Typically, the active fermentation stage of primary fermentation will last between 2-3 days and the beer will stay in the primary fermenter for 1-4 weeks.
After primary fermentation, the beer will either be moved to a secondary fermenter, bottled, or kegged. Simple ales normally do not require secondary fermentation while larger, more complex beers may need a secondary fermenter to help with conditioning, dry hopping, flavor additions, or clarity.
Active fermentation normally starts within about 12 hours of pitching the yeast and it will last about 48-72 hours from that point.
Variables such as beer recipe, yeast strain, and fermentation temperature will all impact the length of active fermentation.
When all signs of active fermentation have ceased, yeast has fallen out of the beer, and you have stable hydrometer readings for several days in a row you can be sure that your primary fermentation is complete.
Here are visual signs that fermentation is complete: – There will be little or no bubbling from the airlock.

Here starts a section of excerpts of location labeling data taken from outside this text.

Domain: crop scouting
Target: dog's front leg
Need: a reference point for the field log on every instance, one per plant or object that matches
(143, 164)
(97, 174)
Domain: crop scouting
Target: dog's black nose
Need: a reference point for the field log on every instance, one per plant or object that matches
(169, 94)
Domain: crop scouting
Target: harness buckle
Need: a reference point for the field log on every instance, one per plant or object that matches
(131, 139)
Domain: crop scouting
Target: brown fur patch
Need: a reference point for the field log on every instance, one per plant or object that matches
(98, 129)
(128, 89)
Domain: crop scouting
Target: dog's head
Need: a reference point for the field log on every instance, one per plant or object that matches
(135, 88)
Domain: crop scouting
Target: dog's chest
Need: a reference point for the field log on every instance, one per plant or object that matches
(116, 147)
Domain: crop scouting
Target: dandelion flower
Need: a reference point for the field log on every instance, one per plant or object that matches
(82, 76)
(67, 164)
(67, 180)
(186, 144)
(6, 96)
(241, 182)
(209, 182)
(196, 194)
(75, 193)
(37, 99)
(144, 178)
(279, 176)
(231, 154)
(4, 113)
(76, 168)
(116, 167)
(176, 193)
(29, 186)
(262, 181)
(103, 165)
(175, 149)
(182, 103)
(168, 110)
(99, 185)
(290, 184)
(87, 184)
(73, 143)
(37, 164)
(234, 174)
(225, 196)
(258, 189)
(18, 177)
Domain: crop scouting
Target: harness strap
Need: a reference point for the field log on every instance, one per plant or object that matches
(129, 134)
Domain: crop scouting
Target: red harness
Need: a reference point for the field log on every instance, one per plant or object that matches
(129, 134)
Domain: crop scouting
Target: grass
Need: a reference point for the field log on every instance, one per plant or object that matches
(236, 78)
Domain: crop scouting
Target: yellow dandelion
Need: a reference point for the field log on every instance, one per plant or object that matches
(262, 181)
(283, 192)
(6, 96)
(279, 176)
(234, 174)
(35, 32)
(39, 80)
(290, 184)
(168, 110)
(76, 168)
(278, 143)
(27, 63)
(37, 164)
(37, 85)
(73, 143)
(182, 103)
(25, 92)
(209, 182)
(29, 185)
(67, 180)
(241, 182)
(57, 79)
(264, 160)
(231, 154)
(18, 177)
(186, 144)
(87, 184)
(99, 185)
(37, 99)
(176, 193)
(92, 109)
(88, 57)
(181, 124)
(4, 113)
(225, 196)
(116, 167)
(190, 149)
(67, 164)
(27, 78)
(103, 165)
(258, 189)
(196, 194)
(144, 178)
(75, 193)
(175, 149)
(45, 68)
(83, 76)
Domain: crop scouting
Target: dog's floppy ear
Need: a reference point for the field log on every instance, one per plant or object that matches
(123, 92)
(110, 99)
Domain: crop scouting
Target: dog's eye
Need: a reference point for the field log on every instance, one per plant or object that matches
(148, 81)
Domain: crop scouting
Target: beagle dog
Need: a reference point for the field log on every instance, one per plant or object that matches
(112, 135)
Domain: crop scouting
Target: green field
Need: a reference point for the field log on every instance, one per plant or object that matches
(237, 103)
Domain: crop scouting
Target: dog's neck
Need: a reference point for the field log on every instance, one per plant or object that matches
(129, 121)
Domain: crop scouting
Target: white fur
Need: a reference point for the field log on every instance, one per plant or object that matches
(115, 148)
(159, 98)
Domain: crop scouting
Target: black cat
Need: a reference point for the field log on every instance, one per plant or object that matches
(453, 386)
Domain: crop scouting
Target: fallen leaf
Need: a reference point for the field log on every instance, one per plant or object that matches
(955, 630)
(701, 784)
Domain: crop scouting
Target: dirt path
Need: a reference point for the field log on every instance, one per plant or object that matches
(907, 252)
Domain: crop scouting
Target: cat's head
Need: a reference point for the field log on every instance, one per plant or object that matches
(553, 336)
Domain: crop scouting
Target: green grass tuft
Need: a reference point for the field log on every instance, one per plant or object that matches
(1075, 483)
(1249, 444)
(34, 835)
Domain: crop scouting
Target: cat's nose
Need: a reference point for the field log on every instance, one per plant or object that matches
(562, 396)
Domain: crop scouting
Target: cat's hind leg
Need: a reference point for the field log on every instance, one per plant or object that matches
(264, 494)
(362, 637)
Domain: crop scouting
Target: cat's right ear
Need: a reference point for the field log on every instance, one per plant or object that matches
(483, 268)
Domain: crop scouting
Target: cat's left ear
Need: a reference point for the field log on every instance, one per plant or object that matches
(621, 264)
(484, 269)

Some bubbling is normal, even after fermentation is complete, as carbon dioxide periodically escapes from the beer liquid. – All or most of the foam will dissipate from the headspace of the fermenter.
You will know that your fermentation is done with a hydrometer when the readings are the same for multiple days in a row and they are in line with your recipe’s estimated final gravity reading.
Technically speaking, you can’t ferment a beer for too long because once the sugars have been eaten up active fermentation will end and there will be no danger of the process continuing past that point.